The authors are trying to find out what is important to investors when they are deciding which mutual funds to invest in.  Ideally, investors should choose the mutual funds with the highest alphas; the problem is that there are many models that calculate alpha using different factors.  For example, the CAPM has market return only; the 3-factor model adds size and value; the 4-factor model adds the momentum factor; and the 7 factor model adds industry factors; and the 9 factor model adds a few more). 

So the authors regress the returns using each of the models onto the mutual fund flows over their period of study; and they chart the alphas for each of the models in the regression.  If investors were adequately assessing the returns of mutual funds, the findings would show that the coefficients on each of the factors is insignificant and the alphas are significant.  What they found is that the CAPM is the best model at explaining the flows into mutual funds; so that would mean that investors likely control for the market return when choosing mutual funds, but they don't adequately control for the other factors when assessing manager skill.
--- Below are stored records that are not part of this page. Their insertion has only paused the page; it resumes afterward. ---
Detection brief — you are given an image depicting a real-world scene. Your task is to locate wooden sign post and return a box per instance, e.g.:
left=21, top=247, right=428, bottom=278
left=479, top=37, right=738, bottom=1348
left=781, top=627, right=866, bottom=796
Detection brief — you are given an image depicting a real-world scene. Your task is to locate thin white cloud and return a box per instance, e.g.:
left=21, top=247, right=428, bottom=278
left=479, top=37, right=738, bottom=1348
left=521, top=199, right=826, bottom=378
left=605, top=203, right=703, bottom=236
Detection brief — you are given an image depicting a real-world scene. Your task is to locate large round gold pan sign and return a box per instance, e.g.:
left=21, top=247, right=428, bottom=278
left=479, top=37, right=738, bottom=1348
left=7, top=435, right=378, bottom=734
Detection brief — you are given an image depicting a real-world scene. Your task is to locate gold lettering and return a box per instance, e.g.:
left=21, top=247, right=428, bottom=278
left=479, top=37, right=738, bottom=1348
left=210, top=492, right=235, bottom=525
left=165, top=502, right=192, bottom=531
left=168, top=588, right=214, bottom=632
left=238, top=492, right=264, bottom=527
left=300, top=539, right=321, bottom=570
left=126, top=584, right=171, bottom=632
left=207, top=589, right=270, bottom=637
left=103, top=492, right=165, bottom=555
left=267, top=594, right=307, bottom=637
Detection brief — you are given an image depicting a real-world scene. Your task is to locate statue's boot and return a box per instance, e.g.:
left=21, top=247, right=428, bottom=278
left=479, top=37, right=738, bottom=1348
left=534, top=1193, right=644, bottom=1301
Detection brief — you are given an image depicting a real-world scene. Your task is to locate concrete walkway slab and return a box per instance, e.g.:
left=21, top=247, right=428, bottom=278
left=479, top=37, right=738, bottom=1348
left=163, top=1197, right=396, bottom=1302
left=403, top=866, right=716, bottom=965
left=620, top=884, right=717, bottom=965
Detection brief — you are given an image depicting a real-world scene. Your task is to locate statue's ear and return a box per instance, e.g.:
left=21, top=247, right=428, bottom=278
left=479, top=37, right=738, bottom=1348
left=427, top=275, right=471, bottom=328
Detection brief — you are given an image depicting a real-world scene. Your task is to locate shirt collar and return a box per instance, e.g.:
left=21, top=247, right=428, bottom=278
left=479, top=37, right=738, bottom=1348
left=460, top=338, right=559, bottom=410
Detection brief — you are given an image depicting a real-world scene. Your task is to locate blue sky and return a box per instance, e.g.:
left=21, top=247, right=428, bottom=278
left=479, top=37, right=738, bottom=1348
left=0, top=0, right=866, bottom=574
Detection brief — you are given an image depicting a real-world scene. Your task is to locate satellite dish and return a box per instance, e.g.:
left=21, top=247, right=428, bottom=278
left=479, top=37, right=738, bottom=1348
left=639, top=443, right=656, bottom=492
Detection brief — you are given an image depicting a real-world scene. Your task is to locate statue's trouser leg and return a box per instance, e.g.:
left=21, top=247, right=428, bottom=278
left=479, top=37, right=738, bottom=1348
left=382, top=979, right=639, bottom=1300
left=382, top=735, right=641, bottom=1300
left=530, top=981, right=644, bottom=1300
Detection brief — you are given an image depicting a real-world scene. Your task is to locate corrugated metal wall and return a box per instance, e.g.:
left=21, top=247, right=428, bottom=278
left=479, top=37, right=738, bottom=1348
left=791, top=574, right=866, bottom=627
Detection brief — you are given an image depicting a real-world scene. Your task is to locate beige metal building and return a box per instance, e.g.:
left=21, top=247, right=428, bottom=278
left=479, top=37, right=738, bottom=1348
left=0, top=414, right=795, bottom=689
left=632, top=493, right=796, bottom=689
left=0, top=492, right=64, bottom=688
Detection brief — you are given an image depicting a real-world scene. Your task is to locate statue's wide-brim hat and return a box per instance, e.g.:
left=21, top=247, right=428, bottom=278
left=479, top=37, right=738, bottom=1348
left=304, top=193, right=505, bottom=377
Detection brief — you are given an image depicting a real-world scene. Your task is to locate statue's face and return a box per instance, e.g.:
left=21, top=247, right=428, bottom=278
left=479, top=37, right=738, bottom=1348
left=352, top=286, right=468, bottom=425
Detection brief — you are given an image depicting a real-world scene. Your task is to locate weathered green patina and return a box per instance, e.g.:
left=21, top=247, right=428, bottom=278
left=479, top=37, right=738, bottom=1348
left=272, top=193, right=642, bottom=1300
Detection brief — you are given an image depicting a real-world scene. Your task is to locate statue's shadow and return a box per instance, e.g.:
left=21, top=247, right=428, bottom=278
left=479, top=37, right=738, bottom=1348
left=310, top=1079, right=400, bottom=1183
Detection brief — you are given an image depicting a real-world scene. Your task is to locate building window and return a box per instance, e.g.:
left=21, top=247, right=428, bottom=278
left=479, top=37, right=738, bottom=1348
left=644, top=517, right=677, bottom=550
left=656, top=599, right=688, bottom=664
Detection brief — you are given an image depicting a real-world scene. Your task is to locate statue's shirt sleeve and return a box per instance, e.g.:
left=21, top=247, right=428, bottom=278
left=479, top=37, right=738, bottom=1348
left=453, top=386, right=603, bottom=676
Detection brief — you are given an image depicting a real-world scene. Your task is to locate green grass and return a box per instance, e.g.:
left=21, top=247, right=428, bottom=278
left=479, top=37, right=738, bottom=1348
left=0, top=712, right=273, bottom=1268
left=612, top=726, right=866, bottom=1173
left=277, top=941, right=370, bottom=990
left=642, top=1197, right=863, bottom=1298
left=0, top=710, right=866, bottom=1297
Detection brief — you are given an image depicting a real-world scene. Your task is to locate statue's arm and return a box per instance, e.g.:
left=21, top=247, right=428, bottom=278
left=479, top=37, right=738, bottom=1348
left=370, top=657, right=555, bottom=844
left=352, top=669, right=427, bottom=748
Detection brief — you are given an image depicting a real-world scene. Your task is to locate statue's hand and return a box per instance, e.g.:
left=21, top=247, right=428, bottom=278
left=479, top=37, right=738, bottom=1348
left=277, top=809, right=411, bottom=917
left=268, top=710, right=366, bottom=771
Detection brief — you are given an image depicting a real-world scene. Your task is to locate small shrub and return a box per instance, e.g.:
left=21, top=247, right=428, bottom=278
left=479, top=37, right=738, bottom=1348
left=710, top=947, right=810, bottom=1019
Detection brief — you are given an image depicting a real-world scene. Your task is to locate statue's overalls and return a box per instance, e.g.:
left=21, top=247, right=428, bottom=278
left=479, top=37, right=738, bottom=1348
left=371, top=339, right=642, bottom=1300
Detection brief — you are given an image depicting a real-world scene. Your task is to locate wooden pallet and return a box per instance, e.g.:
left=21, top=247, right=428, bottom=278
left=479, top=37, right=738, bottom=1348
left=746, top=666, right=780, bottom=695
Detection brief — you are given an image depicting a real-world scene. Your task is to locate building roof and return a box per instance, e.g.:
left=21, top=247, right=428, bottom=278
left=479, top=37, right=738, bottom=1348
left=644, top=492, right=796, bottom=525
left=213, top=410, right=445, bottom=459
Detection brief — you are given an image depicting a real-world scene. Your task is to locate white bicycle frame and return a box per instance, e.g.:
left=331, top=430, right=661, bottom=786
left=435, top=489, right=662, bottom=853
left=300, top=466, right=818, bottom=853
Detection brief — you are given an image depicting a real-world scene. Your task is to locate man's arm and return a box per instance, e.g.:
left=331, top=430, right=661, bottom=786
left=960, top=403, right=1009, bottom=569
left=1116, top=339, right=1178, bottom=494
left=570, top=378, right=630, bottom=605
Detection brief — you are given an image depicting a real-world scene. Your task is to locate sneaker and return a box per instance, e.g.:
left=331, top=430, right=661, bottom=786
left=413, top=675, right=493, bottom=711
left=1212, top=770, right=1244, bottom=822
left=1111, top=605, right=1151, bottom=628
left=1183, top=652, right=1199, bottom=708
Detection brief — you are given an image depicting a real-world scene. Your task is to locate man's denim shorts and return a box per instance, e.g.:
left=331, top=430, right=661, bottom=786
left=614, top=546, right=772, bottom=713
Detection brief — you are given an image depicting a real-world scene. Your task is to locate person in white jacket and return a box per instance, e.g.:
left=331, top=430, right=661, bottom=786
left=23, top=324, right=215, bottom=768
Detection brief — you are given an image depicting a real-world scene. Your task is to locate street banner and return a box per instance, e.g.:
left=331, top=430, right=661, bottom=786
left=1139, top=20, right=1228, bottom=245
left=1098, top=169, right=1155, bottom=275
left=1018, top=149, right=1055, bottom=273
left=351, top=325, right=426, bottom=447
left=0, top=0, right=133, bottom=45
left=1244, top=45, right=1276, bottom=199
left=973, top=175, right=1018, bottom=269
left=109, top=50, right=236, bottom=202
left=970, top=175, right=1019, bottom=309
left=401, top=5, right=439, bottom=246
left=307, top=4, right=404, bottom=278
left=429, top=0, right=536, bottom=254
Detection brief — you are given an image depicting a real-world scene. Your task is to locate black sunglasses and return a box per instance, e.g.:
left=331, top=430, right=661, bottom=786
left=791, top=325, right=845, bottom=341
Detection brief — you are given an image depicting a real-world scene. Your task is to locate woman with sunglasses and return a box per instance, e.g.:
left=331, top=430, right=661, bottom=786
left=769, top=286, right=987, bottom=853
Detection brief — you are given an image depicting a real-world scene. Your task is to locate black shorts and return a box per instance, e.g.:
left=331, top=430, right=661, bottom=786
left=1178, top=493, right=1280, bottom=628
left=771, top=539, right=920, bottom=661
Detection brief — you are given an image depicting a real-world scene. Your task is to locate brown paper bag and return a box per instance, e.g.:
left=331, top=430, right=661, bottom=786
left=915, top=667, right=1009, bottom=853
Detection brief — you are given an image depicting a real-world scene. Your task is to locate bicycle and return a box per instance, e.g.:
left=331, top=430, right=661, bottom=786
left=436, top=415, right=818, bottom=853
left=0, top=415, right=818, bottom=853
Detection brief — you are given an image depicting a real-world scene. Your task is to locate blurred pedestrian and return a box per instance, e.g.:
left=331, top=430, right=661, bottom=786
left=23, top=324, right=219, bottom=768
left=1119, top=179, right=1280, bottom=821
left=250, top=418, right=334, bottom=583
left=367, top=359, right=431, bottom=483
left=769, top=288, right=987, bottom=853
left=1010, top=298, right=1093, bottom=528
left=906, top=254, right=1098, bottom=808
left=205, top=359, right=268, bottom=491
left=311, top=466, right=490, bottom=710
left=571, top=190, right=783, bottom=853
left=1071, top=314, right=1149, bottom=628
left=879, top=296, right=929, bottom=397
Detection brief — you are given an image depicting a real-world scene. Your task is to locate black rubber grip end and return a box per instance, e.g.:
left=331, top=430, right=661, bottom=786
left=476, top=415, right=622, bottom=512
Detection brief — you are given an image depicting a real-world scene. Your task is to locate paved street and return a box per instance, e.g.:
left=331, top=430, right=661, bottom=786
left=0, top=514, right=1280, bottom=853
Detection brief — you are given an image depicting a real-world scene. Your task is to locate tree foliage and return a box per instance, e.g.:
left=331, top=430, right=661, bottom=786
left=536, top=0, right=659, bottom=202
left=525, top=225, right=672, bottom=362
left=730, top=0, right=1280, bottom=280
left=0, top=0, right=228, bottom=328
Next, the authors isolate the 7-factor model to assess how each of its factors explain the mutual fund flows.  What they found is that each of the coefficients is statistically significant and positive; so that would mean that investors do not appropriately control for the factor returns when comparing different portfolios and their managers' skill.  The authors also found that the market return factor had the smallest coefficient, which would be in line with the CAPM's alpha being the determinant of choice by investors.

Next the authors considered that maybe more sophisticated investors might control for the factors more adequately than unsophisticated investors.  So they split investors into sophisticated and unsophisticated categories based on the distribution channel of the mutual fund purchase, sentiment of the mutual fund, and wealth level of the investors; then they reran the 7-factor regression to see which factors contributed to the fund flows for each investor category.  As they expected, they found that more sophisticated investors better control for the factors than do unsophisticated investors when making mutual fund purchase decisions.

Barber, B. M., Xing Huang, & Odean, T. (2016). Which Factors Matter to Investors? Evidence from Mutual Fund Flows. Review of Financial Studies, 29(10), 2600–2642.